While I sat there, I’d hear once in a while a whiny and an equine foot stomp from the tenants downstairs. I could smell a very faint whiff of the hay and manure—a barn odor I love—mixed with stronger smells of oil paints, the new wood of walls and a tiny note of the tea tray which rested, with an electric kettle, near my chair.

The walls of Kelley’s studio are unremarkable white. Most of the room’s color comes from the paintings. There are the partly finished paintings on the easels and drawings tacked to the walls. There are also several finished, framed paintings on the west wall. The west wall has no windows. Instead, the rectangles and squares of color—most of them landscapes—are windows into many different places. A rolling green farm field. A wintery, sunlit forest path. A barn with round hay bales. A beach rioting with summer grasses, the distant ocean only an afterthought.

I recognize in these paintings the way my friend sees the world and the skill she’s developed in depicting them with her particular vision.

I enjoy especially two very different paintings displayed at two opposite ends of the studio. Near the door on the south wall hangs  a small oil still life, a blue glass bottle spilling salt, which she painted during our college days. On one of the easels near the north window is a large oil painting of mountains, inspired by Kelley’s recent solo hike-and-paint trip to Glacier National Park.

Kelley’s easel, Montana

The tiny and the vast, the early and the up-to-date: these two paintings bracket Kelley’s painting life…so far.

Kelley has built a room of her own.

In “A Room of One’s Own,” Virginia Woolf argues famously that in order to create, a woman needs a steady income and a room of her own in order to write.

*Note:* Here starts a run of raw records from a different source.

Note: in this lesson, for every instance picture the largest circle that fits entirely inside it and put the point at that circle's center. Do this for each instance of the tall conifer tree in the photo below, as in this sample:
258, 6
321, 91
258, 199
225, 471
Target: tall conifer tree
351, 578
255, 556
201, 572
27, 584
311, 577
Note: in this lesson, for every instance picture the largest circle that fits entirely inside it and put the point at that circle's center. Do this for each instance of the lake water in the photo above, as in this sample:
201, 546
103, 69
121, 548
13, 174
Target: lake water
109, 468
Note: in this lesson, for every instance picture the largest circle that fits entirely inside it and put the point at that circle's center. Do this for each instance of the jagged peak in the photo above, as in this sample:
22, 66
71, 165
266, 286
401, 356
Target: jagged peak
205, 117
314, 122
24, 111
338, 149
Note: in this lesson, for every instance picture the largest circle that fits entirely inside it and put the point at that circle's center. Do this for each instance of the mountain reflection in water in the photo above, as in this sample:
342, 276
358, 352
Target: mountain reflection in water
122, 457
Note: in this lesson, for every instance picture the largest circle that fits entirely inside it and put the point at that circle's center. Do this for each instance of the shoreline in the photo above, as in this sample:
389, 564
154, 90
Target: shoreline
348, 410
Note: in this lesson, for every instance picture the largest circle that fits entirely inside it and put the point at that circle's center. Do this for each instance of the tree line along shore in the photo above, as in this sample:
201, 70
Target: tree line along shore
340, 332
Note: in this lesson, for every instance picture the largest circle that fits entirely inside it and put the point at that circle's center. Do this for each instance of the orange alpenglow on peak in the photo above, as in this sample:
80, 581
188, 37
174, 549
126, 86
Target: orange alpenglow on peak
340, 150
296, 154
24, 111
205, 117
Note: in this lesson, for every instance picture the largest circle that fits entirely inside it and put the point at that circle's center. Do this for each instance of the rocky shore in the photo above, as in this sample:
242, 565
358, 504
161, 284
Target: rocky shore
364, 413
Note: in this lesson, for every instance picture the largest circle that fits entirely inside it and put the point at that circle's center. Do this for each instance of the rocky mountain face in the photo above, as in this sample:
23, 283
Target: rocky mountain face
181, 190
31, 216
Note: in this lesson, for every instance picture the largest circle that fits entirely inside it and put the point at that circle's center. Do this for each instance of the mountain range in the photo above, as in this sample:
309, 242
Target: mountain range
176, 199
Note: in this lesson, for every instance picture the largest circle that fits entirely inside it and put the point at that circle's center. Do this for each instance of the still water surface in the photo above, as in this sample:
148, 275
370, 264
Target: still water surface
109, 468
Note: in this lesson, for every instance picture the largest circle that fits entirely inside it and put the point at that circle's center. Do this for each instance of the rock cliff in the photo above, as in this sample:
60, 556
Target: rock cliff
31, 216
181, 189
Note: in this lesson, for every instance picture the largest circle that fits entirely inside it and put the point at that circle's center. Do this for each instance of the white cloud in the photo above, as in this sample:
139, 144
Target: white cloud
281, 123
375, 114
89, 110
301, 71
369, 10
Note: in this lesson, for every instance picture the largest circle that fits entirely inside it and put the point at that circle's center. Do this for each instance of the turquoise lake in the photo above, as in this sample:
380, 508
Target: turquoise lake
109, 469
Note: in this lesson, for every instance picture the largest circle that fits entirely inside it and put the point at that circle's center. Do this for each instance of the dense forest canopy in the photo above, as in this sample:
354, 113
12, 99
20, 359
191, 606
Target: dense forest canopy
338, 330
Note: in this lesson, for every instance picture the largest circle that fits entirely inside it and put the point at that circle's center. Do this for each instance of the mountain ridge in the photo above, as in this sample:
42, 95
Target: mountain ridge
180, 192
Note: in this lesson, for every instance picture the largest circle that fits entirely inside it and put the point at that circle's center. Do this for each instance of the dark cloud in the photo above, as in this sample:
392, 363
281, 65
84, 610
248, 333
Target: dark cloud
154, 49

I see counter-examples to this argument; I write much better when I’m working full time to earn my own keep, for instance, and I know many women writers who produce beautiful work writing wherever they are.

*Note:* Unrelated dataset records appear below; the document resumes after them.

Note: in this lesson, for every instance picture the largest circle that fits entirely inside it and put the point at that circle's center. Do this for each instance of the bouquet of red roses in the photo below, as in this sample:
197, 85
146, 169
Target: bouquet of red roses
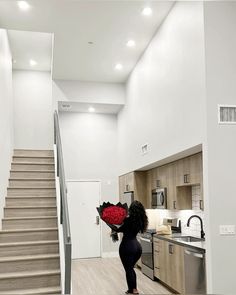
113, 215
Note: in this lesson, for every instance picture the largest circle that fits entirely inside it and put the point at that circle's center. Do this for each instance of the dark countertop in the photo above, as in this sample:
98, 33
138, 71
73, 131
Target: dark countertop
200, 245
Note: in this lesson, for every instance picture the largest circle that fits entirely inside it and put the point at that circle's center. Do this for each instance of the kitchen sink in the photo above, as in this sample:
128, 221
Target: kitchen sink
188, 239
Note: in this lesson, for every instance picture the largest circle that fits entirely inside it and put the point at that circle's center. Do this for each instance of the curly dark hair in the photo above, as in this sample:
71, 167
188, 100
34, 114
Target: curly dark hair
138, 216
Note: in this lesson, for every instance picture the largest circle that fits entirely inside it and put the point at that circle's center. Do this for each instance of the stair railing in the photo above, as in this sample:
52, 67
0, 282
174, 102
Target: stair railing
64, 213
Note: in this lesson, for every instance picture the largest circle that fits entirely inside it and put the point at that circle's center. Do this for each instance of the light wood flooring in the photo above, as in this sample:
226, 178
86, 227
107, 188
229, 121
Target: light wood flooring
103, 276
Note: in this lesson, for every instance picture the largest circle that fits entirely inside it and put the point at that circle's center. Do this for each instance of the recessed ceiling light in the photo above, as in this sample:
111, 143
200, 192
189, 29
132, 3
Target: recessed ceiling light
147, 11
91, 109
23, 5
33, 62
118, 67
131, 43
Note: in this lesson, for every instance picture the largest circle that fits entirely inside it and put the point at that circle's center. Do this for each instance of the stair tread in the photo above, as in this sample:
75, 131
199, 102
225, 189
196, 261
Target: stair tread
28, 257
34, 156
32, 163
30, 243
28, 196
51, 290
31, 179
27, 218
29, 207
22, 274
28, 230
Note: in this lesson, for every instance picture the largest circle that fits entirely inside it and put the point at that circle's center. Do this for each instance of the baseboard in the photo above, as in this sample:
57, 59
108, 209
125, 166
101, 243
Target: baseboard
110, 254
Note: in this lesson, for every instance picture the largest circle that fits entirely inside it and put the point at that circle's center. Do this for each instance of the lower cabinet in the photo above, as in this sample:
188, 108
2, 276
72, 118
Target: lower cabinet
169, 264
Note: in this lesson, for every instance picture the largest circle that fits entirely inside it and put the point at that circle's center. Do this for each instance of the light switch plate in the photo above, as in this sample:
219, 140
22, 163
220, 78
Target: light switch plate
227, 230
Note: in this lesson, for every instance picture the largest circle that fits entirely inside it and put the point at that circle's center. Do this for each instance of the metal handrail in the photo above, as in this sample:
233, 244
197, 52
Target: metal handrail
64, 213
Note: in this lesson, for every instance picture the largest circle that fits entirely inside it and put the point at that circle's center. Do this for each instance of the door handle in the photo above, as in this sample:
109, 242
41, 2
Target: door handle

However, my greatest take away from reading “A Room of One’s Own” in December 2020 is the realization of a deep cultural attitude. Men are encouraged and enabled to create, while women suffer all kinds of impediments. Childbearing and rearing, for one. But also inferior education, lack of funding and, under all, a cultural incredulity.

You want to what? the world Woolf describes says to a woman who wants to create.

All right, then. Try if you must, this voice says. But only in your off hours and in the corners of the room. On the dining room table when no one is eating or on the kitchen counter when you’re not prepping meals. And call it a hobby, not a calling, a practice or Art.

I’m familiar with this voice. I hear it in my own head constantly, loudest when I’m at my desk, writing.

So, Kate, you’ve had a room of your own for years. You call it your ‘study.’ What have you produced in there, huh?

In 2021, Kelley and I read 10 books together. Without meaning to, we chose and read 10 books by women, each set in a different part of the world:

Mrs. Dalloway, by Virginia Woolf (January)

Motherland, by Leah Franqui (February)

Pachinko, by Min Jin Lee (March)

The Luminaries, by Eleanor Catton (April-May)

Hamnet, by Maggie O’Farrell (June)

Migrations, by Charlotte McConaghy (July)

Outlawed, by Anna North (August)

The Signature of All Things, by Elizabeth Gilbert (September)

Matrix, by Lauren Groff (October)

Drive your Plow over the Bones of the Dead, by Olga Tokarczuk (November)

And we aspired to read The Other Side of the Sun by Madeline L’Engle in December but a pandemic surge, like a rogue ocean wave, pushed my reserved library copy out of my reach.

I don’t know how each of these women carved the space, time and focus to write, market and publish her book. But in each of these novels, I see the evidence of vision plus artistry plus determination that builds a creative practice. The way I see evidence of Kelley’s artistic practice on the walls of her studio.  

I’m not a painter. I don’t have finished canvases to hang on the walls. This year, though, I will have the analogy of painting in mind as I press through the stages of writing a story: inspiration, research, drafting, revising. Applying finishing touches and sending the work out, as if framed.

Here, this is done. My vision of one part of the world.